Somebody needed to do something about the son of a bitch, but as Drury’s friend and “partner” (not really an accurate designation, but that’s how the press termed our business relationship) I would have been a prime suspect should a public-minded citizen put a bullet in Tubbo’s beer-keg head.
Anyway, I had other fish to catch.
Vera and I, enjoying the warm wind stirred up by the open-air vehicle, tooled across a mere dozen or so mountain ridges along the superhighway thoughtfully provided by President Alemán, who’d been pumping Acapulco as a tourist spot. I was in sunglasses, a straw porkpie, a blue-and-tan Hawaiian aloha shirt, chino shorts, and sandals; I’d given my reddish brown hair a blond rinse. Vera was in a pale yellow shirt with flaring collar and cuffs, knotted at her midriff above canary yellow shorts; she too was in sandals and wore sunglasses. She had her hair ponytailed back and it was streaming behind her.
“I’ve been in Mexico lots of times,” Vera the Texas girl said, eyes as wide as Orphan Annie’s, “but this is something else.”
My busty companion was right. The drive to Acapulco displayed itself in green breeze-stirred grass on rolling land that occasionally jutted rock and even grew terrifying precipices above tan beaches flecked with foamy white; sleepy little communities of houses and huts of pastel stucco and tile roofs; snarls of coral vine and fields of bougainvillea, mango clumps and banana trees and tropical flowers; boats with sails of white and pea green on a sapphire sea glimpsed beyond piers and wharves with silver nets drying in the sun. I could identify with the latter—I was fishing, too, remember?

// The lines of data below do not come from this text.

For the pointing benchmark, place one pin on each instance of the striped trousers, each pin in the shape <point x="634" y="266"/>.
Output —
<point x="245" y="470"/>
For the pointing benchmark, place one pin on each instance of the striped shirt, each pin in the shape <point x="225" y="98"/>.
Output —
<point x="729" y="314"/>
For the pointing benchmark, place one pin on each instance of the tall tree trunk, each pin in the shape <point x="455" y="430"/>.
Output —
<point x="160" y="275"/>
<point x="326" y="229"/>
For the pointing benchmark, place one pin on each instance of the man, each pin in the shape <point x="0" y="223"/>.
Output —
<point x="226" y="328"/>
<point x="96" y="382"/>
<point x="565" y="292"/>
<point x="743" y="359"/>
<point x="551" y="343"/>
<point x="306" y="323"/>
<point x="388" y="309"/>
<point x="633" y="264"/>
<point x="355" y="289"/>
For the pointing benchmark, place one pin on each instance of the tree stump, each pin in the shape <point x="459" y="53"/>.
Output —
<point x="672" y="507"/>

But for the fringes of beach and a flat grassy patch just big enough for a landing field, Acapulco itself was an up and down affair—a land-locked harbor of cliffs and promontories and white-gold beaches, a tropical paradise of orchids and coconut palms and parrots. Radiating out of the unpretentious plaza, with its nondescript church, were humble residential streets, while on the heights above perched the seasonal villas of the well-to-do, like pastel stairsteps climbing the hills. Between the two worlds of everyday locals and wealthy foreigners—spread out on their different levels—pockets of shantytown, like fungus, infested hillsides.
La Mirador was the first of the luxury hotels built in Acapulco, back in the early thirties, followed by maybe a dozen more; some of the shiny highrise hotels had mob investors—Moe Dalitz, from Cleveland, for one—who’d got in on the ground floor, back when Repeal was around the corner. Like Havana and Vegas, Acapulco was the kind of resort area mobsters loved—for business and pleasure.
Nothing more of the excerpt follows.